There are several reasons as to why it is vitally important to leave the Piping Plover refuge in place at GHB. PiPl chicks and fledglings are like human babies in that they eat and eat all day and evening, rest, and then resume eating. Their appetites are voracious. Not only are they growing but they are building their fat reserves for the journey south.
Our Good Harbor Beach Piping Plovers forage at the shoreline and also within the enclosure. Because this area is not raked or disturbed by human foot traffic, plants have a chance to grow. The plants attract insects, which in turn becomes food for the shorebirds.
On hot summer days, when the beach is jam packed, especially at high tide, the young birds and adults do not have access to the shoreline.They forage exclusively on the insects in the enclosed roped off area.
Each morning we find the family together within the enclosure, either foraging or sleeping, or at the shoreline in front of their refuge.
What will happen to the family now that the roping was removed prematurely? We don’t know. It’s been suggested that they will simply leave and try to find refuge at other beaches. Will they be able to maintain their family bond or will they become separated? If, for example, the fledglings find their way to Winthrop Beach where there are other PiPls nesting, the adults at that beach will surely attack them and chase the fledglings out of their territory. The nesting PiPl at Winthrop would be disrupted and the GHB fledglings won’t be eating and fattening up, but expending energy flying and fighting.
I am documenting PiPls at several other north shore beaches. Nowhere else are the PiPl refuges being dismantled. As a matter of fact, just this past week, the Department of Conservation and Recreation actually increased an area to create additional habitat for a new young family.
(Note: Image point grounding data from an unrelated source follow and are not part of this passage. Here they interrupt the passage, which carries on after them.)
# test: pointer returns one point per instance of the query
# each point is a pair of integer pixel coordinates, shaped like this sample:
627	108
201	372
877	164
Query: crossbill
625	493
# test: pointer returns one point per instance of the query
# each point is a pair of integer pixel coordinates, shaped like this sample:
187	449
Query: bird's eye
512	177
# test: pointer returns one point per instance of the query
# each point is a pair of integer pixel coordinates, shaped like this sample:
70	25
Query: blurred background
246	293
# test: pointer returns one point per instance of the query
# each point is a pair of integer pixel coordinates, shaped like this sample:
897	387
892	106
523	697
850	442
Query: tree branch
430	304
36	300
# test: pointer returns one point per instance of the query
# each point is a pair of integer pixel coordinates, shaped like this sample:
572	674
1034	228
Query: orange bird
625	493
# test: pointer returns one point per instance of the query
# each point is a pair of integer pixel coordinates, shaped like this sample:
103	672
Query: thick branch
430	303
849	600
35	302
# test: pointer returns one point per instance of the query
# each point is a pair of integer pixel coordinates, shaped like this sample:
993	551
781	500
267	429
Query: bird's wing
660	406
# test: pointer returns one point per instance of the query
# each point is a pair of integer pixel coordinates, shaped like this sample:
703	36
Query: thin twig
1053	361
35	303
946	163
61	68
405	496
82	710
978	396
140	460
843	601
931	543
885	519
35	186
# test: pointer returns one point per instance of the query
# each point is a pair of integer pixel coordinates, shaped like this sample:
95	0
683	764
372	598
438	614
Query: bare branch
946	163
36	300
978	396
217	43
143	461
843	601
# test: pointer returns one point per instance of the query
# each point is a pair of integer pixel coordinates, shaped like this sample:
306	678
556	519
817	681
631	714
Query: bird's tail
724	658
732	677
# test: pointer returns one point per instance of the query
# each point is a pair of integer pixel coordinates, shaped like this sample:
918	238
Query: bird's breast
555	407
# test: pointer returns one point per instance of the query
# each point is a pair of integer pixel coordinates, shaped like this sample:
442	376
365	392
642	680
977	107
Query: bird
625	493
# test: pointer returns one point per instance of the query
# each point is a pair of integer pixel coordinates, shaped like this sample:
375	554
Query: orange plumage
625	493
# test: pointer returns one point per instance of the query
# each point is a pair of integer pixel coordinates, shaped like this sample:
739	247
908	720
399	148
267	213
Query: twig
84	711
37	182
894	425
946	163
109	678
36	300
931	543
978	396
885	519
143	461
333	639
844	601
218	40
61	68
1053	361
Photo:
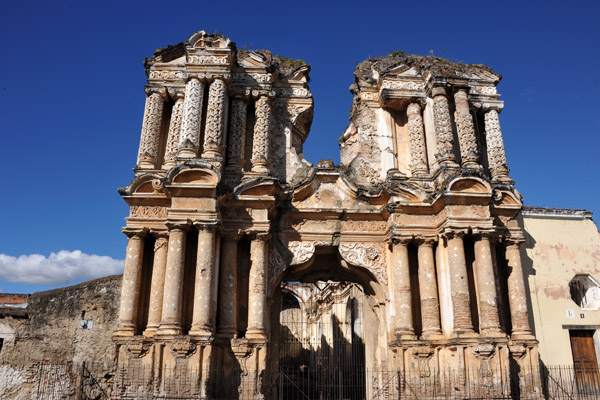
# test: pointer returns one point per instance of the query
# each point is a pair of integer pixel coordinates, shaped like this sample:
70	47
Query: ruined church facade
251	273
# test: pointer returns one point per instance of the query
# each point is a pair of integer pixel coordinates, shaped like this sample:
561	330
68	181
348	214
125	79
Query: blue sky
72	100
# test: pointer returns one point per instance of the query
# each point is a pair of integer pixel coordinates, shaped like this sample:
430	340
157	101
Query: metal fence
86	381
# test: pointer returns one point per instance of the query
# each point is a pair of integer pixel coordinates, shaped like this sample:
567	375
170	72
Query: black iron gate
322	349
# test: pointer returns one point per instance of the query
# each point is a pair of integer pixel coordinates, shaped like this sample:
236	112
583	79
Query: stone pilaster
227	325
150	139
467	139
132	278
202	315
189	138
430	308
404	328
157	284
459	283
517	296
257	287
443	128
237	135
214	131
495	146
170	323
262	129
416	136
174	128
489	320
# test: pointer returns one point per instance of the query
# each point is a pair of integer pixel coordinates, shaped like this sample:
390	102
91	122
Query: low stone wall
72	324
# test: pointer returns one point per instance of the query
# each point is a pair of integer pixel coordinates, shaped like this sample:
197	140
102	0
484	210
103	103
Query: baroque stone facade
225	212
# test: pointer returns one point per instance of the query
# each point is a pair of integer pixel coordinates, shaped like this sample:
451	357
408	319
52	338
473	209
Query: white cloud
59	268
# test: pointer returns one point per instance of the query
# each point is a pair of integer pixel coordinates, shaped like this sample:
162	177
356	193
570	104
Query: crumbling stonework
226	214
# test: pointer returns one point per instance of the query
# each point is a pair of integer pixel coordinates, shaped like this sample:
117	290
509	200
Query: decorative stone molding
237	134
182	348
364	226
138	348
174	128
215	119
148	212
495	146
404	85
189	139
443	128
416	136
208	60
369	256
262	128
150	138
466	130
167	75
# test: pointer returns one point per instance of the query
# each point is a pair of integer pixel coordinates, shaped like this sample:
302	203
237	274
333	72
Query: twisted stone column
228	287
174	129
443	128
402	291
130	290
416	135
157	284
495	146
170	323
203	285
150	139
189	138
466	131
237	135
430	308
257	287
489	320
262	139
517	297
459	283
215	119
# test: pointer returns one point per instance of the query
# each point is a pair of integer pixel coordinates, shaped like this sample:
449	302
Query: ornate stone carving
183	348
404	85
189	139
215	119
237	133
148	153
495	145
262	127
364	226
138	348
174	131
484	90
277	264
416	136
365	255
203	60
292	92
168	75
466	131
148	212
302	251
443	129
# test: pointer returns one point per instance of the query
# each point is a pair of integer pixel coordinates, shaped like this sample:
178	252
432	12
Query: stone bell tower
243	258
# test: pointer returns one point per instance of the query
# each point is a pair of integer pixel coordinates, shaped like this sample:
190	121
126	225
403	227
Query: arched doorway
326	325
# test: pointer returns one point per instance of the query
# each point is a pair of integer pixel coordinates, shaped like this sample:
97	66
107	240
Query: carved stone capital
212	226
134	232
178	226
150	90
366	255
176	93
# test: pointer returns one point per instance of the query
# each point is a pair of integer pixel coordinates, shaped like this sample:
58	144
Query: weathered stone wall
49	333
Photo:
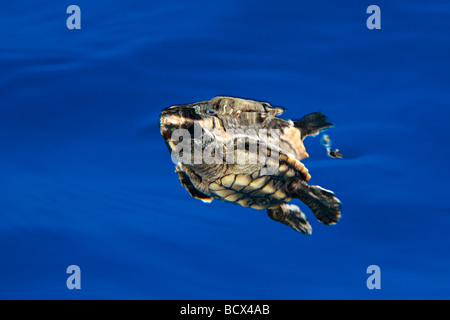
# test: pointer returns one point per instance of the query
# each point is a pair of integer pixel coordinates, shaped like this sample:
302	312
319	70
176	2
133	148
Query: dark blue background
86	178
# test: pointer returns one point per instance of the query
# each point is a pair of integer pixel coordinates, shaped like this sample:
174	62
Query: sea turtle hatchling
215	127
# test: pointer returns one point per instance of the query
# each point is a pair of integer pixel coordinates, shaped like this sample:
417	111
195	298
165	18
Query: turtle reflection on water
248	183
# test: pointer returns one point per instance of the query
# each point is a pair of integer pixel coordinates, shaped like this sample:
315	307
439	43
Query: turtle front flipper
186	182
291	216
325	206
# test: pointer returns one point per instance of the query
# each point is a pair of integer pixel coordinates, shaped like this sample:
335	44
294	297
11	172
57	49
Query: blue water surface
86	179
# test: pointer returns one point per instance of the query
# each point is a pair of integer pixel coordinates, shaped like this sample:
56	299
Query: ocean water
86	179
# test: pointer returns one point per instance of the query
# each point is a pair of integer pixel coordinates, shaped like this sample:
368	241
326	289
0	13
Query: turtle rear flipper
186	182
325	206
291	216
312	124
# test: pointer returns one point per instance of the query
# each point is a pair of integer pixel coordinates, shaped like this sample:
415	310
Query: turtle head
176	118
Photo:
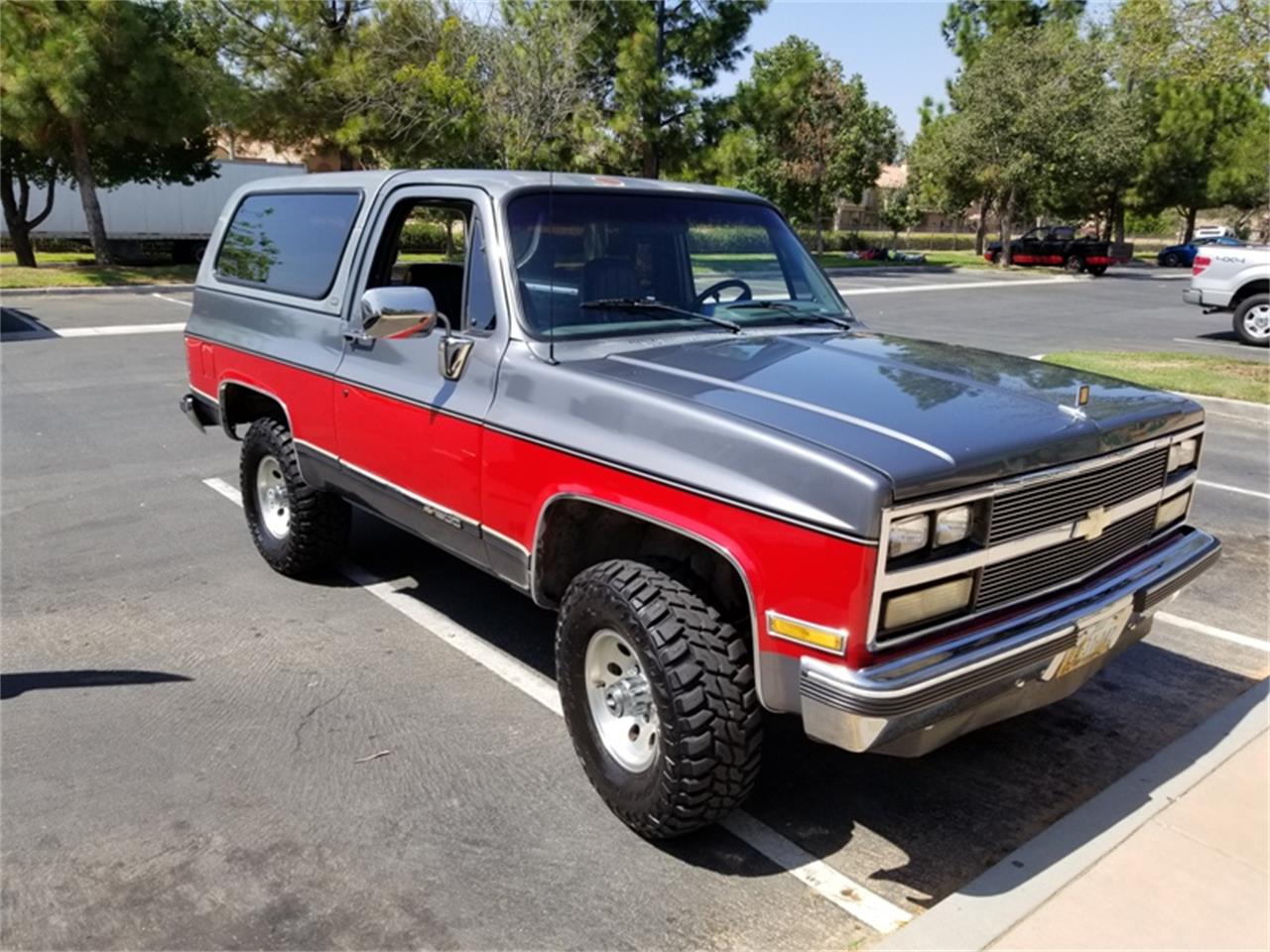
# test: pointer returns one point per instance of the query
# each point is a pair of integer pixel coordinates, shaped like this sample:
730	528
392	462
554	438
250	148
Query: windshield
602	264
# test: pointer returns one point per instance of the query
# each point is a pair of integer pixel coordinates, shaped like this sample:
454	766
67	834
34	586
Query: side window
290	243
479	302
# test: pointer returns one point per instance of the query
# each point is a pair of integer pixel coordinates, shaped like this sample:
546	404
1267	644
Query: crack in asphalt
312	711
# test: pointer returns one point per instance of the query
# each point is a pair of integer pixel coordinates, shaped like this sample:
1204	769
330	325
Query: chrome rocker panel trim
916	702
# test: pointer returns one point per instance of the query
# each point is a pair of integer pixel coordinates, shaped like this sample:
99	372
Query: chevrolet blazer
645	407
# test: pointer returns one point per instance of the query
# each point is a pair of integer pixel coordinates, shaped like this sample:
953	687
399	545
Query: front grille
1037	571
1062	500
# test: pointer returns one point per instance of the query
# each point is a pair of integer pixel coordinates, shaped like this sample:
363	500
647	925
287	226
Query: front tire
658	693
300	531
1252	320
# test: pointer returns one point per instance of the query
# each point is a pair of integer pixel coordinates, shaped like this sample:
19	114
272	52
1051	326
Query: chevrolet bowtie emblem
1092	525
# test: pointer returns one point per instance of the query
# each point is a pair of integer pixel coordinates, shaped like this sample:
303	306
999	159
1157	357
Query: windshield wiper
648	303
794	311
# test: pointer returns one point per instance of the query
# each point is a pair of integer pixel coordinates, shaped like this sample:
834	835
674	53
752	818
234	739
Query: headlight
1183	453
908	535
930	602
952	525
1173	509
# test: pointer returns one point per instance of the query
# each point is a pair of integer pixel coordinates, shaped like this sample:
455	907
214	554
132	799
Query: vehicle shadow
16	684
19	325
925	825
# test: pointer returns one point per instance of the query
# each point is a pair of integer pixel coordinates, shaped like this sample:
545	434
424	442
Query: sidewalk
1171	857
1193	878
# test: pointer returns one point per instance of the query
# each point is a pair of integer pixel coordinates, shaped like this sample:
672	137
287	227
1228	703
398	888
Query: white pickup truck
1234	280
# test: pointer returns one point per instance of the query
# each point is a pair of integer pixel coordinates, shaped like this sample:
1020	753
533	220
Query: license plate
1095	638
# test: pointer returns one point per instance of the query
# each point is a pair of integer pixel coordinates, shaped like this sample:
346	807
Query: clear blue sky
894	46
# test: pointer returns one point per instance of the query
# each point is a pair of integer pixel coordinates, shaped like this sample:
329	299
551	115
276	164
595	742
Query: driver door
409	408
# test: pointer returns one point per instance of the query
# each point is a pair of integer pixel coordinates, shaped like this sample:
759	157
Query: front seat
608	277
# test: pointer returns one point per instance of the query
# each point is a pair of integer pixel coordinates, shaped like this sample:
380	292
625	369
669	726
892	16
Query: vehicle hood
931	416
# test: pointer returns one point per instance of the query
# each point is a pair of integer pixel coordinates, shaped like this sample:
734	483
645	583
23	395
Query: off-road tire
702	684
1242	312
318	535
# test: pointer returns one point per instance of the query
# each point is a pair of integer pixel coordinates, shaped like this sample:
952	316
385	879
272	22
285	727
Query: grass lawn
44	258
70	276
1210	376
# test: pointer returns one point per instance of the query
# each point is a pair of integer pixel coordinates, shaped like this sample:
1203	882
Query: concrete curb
983	910
112	290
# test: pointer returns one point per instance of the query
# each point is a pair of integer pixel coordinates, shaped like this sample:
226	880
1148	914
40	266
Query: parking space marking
956	286
118	329
1213	631
1227	344
1227	488
172	299
842	892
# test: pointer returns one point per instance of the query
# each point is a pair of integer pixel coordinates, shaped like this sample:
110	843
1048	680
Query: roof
498	182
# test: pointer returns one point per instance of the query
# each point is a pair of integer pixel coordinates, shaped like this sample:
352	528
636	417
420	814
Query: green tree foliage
817	137
944	169
968	23
1199	72
899	209
648	62
1199	41
109	91
1026	108
287	62
1206	148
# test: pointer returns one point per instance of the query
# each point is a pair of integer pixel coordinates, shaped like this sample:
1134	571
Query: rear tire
300	531
658	693
1252	320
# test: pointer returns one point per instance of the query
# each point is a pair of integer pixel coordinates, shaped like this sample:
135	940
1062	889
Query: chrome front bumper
924	698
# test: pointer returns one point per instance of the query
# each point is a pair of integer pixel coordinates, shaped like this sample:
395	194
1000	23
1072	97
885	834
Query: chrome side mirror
393	309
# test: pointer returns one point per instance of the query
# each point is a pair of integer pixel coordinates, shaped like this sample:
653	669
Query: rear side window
289	243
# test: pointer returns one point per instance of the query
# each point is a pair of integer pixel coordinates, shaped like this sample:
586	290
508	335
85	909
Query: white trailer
183	214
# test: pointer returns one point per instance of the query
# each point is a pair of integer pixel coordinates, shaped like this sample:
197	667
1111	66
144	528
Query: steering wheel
719	287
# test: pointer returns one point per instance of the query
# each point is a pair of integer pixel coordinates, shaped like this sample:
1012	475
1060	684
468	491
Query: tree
945	173
1199	41
648	61
111	91
968	23
411	91
1029	103
899	211
286	62
1207	148
538	103
19	168
820	137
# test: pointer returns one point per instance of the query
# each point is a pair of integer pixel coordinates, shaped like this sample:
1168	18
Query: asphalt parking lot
217	789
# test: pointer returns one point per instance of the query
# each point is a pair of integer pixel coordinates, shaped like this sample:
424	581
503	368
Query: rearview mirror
394	309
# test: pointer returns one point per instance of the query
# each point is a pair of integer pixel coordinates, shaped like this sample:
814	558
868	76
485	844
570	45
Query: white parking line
844	892
1242	492
953	286
1213	631
1227	344
118	330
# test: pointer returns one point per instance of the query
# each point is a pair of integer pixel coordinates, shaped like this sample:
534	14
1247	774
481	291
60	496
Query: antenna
549	226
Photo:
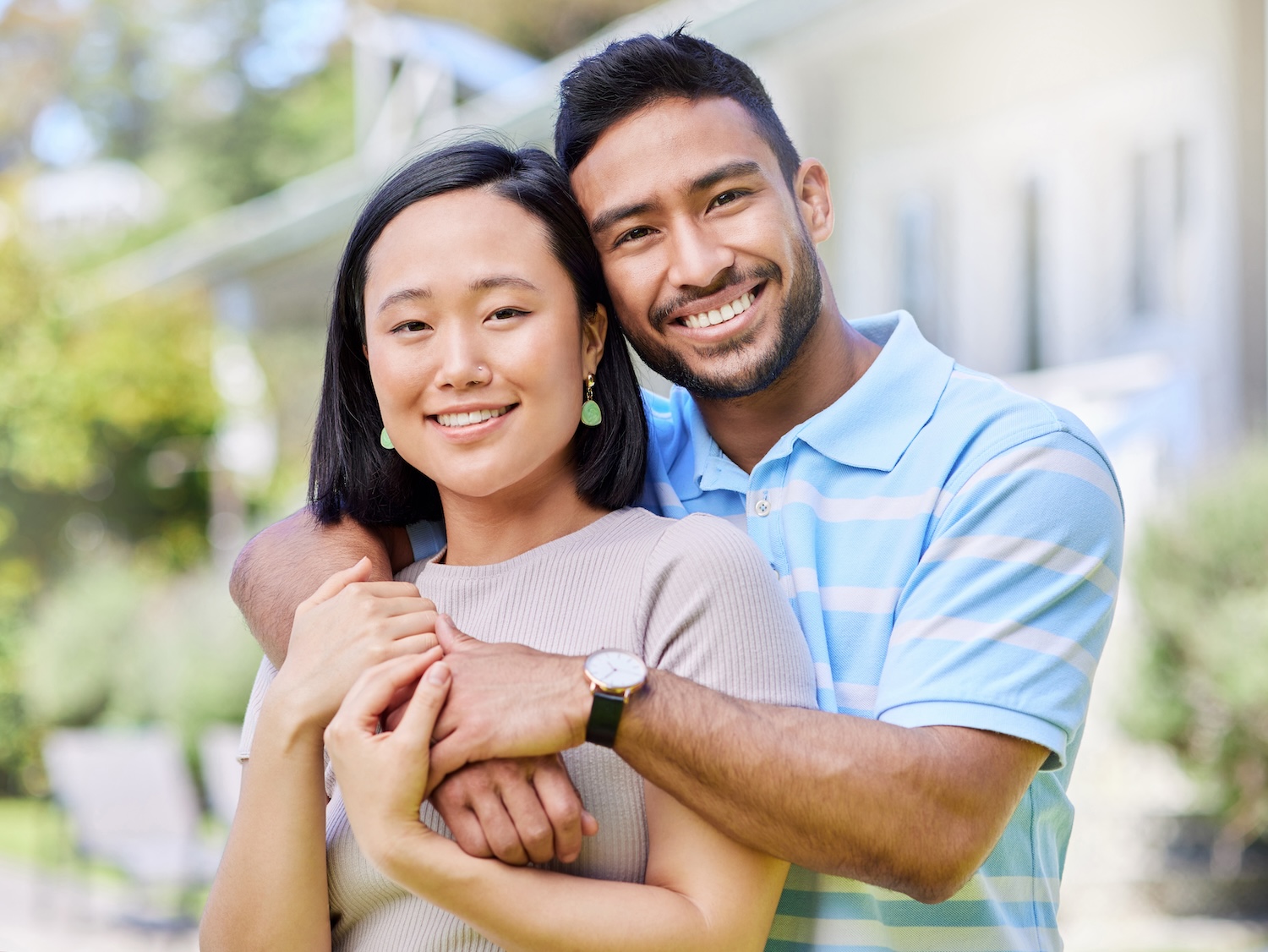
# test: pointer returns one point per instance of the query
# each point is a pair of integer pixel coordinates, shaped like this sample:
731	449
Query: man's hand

We monitors have spoken with and made friends with many of the local homeowners along Nautilus and Salt Island Roads. Every resident we have met is 100 percent for the PiPs and many have become valued monitors. Essex Greenbelt’s Dave Rimmer is for leaving the roping up as long as the Piping Plovers are at GHB.
We are having a difficult time trying to understand who or what is driving the rush to destroy the PiPls habitat.
Even on the slenderest blade of grass, insects are found.
Insects provide food for PiPls at all stages of their lives. Note this little guy is stretching for all he’s worth and his left foot is on tiptoes trying to reach a bug on the leaf.